Zira ruhen, bedenen ve beynen rahatlamam tamamen buna bağlı. Bendeniz herkes
gibi düşünmek, okumak, duygulanmak, sormak ve sorgulamak ve kolayca mutmain
olmak zorunda mıyım? Değilim ve olamam da zaten. Çünkü varoluş koşullarıma
aykırı bu. İstediğim gibi, istediğim soruları sorarım bendeniz. Kolay
inanamıyorum, tatmin olamıyorum, kuşkucu, meraklı, şüpheci bir kişi olmam
hasebiyle. Bu yüzdendir ki, her şeyi okumayı, her konuda herkesi dinlemeyi,
aynı soruları birbirine mutlak zıt yönde düşünen herkese sormayı seviyorum ve
işin gerçeği bunu derin bir iştiyakla istiyorum da. Binaenaleyh, sorularım
uyutmuyor bendenizi.
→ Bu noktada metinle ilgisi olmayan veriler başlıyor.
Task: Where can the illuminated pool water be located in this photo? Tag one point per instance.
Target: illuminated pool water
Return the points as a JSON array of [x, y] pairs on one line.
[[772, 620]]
Kalbim de kafam da rahat olamıyor. Cevapsız kalan her
soru, cehennemi yaşatan sonuçları normal gösteriyor o zaman ve bendeniz işte
buna eyvallah edemiyorum. Dünyada muayyen olgulara istinat edilerek muhtelif
olaylar yaşanıyor ve yaşanan her olay acayip sonuçları tevlit ediyor. İşte bu
da bendenizi böyle bir halet-i ruhiyeye mahkûm ediyor. Bir yürek ve bir kafa
sahibiyim neticede. Ve bu sahip olduklarım, istediklerim olmadıkça cehenneme
dönüşüyorlar ve bendenizi iflah olmaz acılara sürüklüyorlar, zaten karanlık
olan gecelerimi daha da karanlık yapıyorlar ve cehennemi daha yaşarken
tattırıyorlar. Zira adil olmayan bir dünyada yaşayamıyorum. Her günüm azap
oluyor. Bireysel bazda, münhasıran bendeniz için, adaletin, samimi sorularımın,
mutlak hüccetlerle desteklenen saf cevaplarını bulduğu zaman tahakkuk edeceğine
inanıyorum. Ve işte o zaman deliksiz uykular çekebileceğimi tahayyül ve
tasavvur edebiliyorum. Bilakis, gündüzlerim gece, gecelerim gündüz olmaya devam
edecek gibi geliyor hatta hiç gecem olmayacakmış gibi hissediyorum. O zaman da
rahatsız oluyorum ve rahatsızlık veriyorum.